Things have since taken a turn for the worse for mining companies engaged in the province of Santa Cruz, which prompted us to revisit the topic and take stock of mining companies engaged in this particular part of the world.
In June this year the Congress of this Southern Argentinian province passed a law that will require mining companies to pay 1% of their reserves worth annually. The tax is payable by anyone holding a title to a mining concession within the province of Santa Cruz. Exploration companies are exempt from this tax only until the point of filing a feasibility study. Full exemption from this tax is granted for state-owned companies or companies in which the state holds a majority stake.

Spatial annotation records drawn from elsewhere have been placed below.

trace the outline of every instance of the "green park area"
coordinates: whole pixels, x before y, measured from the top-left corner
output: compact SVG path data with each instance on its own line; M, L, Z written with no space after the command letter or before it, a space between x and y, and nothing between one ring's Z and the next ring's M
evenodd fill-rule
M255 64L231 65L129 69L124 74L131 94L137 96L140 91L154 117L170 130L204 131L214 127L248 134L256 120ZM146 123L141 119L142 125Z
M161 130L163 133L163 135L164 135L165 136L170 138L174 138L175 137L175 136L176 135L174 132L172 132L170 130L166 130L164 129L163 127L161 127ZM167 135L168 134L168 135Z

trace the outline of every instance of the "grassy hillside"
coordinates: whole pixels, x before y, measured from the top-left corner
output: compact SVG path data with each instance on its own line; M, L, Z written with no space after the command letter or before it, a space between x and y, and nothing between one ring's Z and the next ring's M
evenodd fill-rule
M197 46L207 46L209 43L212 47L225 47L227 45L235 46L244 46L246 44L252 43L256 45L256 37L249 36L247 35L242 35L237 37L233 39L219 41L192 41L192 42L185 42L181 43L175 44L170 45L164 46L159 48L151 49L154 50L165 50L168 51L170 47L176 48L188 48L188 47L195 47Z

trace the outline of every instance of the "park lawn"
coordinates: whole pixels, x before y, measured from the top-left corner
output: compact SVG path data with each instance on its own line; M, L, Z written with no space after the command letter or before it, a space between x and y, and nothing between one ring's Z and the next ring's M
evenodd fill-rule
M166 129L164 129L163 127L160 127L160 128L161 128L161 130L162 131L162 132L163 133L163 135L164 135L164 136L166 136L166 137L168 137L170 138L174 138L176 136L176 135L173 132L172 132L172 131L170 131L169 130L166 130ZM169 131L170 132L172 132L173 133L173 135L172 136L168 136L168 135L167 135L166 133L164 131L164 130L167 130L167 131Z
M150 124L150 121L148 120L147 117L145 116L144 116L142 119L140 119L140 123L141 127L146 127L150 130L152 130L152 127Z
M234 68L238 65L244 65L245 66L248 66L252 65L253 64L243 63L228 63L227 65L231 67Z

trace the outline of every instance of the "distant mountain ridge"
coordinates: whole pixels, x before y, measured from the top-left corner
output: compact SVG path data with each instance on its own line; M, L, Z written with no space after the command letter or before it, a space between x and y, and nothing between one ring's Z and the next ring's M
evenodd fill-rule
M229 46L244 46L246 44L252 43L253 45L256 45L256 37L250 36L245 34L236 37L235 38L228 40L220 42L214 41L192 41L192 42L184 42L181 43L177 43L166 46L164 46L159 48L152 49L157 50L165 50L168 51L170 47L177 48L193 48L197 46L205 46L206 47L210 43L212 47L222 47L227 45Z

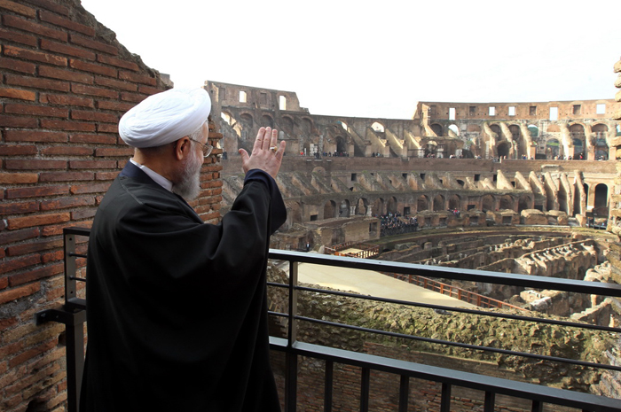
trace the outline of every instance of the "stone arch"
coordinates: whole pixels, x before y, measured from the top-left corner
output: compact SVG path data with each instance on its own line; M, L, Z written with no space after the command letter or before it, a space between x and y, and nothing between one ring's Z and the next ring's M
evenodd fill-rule
M517 212L532 208L532 199L528 195L522 195L517 201Z
M493 211L495 209L494 204L496 203L496 199L494 198L493 196L491 195L484 195L483 198L481 199L481 207L483 212L487 212L488 210Z
M380 214L384 214L384 199L378 198L373 204L371 208L371 214L379 216Z
M496 150L498 151L498 157L502 158L502 157L508 157L509 156L509 144L506 141L500 142L498 144L498 146L496 146Z
M442 195L436 195L434 198L434 212L442 212L443 210L446 210L444 207L445 201L444 201L444 197Z
M371 128L375 130L377 133L384 133L384 131L386 130L384 125L380 123L379 121L373 121L373 123L371 125Z
M294 120L289 116L280 118L280 127L285 133L291 135L294 132Z
M336 217L336 202L328 200L324 204L324 219L332 219Z
M449 198L449 209L461 209L461 198L460 195L452 195Z
M274 120L269 114L263 114L261 116L261 126L263 128L272 128L274 127Z
M423 212L425 210L429 210L429 199L427 196L421 195L416 199L416 211Z
M499 209L500 210L514 210L513 208L514 200L510 195L504 195L500 197L499 202Z
M341 200L341 205L339 206L339 217L350 217L350 201L348 199Z
M397 211L397 198L395 198L394 196L391 196L388 199L388 203L386 204L386 213L395 214Z
M431 130L434 131L436 136L444 136L444 128L443 128L441 124L434 123L429 127L431 128Z

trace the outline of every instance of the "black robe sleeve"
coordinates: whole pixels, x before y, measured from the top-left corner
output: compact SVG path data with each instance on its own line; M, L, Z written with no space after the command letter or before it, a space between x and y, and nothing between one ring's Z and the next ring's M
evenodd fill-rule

Beside the fact that there did not seem to be any clarity as to how this tax would be calculated, there are also some material issues that will provide ample reason for mining companies to fight this law in court:
- The law seems to be in conflict with tax stability certificates granted in accordance with the Mining Investment Law in Argentina;
- The tax is designed as a levy on real estate in order to put it under the provincial jurisdiction, which appears rather far-fetched;
- and, the law is implemented retroactively starting in April 2012.
The law is still awaiting enactment by the Executive Branch and is therefore not enforced, yet. Affected mining companies will presumably waste little time and challenge the law as soon as it is put to work.
The following mining companies are active in the province of Santa Cruz:
- Hochschild (OTCPK:HCHDF) and McEwen Mining (MUX) operating the San Jose silver and gold mine. Mc Ewen Mining actually flagged an impairment charge in the Q2/2013 report [pdf], which was explained in part with the potential implementation of the new tax.
- Anglogold Ashanti (AU) owns 92.5% of the Cerro Vanguardia mine producing gold and silver.
- Goldcorp (GG) is expecting first gold production this year at the Cerro Negro mine.
- Panamerican Silver (PAAS) operating the Manantial Espejo silver and gold mine.
Beside these mine operators there are also several junior exploration companies active in the province. We would presume that these companies will act carefully with regards to releasing feasibility studies.
We have identified Argentina as a country with high country risk before, and the described developments seem to confirm our assessment. The country is plagued by a deteriorating economy, high inflation and a political system that appears dysfunctional.
The described provincial tax comes on the heel of other measures that can only act as a deterrent to further investments in Argentinian natural resources. Among the most disruptive measures is a law that forbids mining companies to transfer profits from Argentinian mines out of the country.
We continue to advise extra caution when investing in companies exploring or mining Argentinian resources.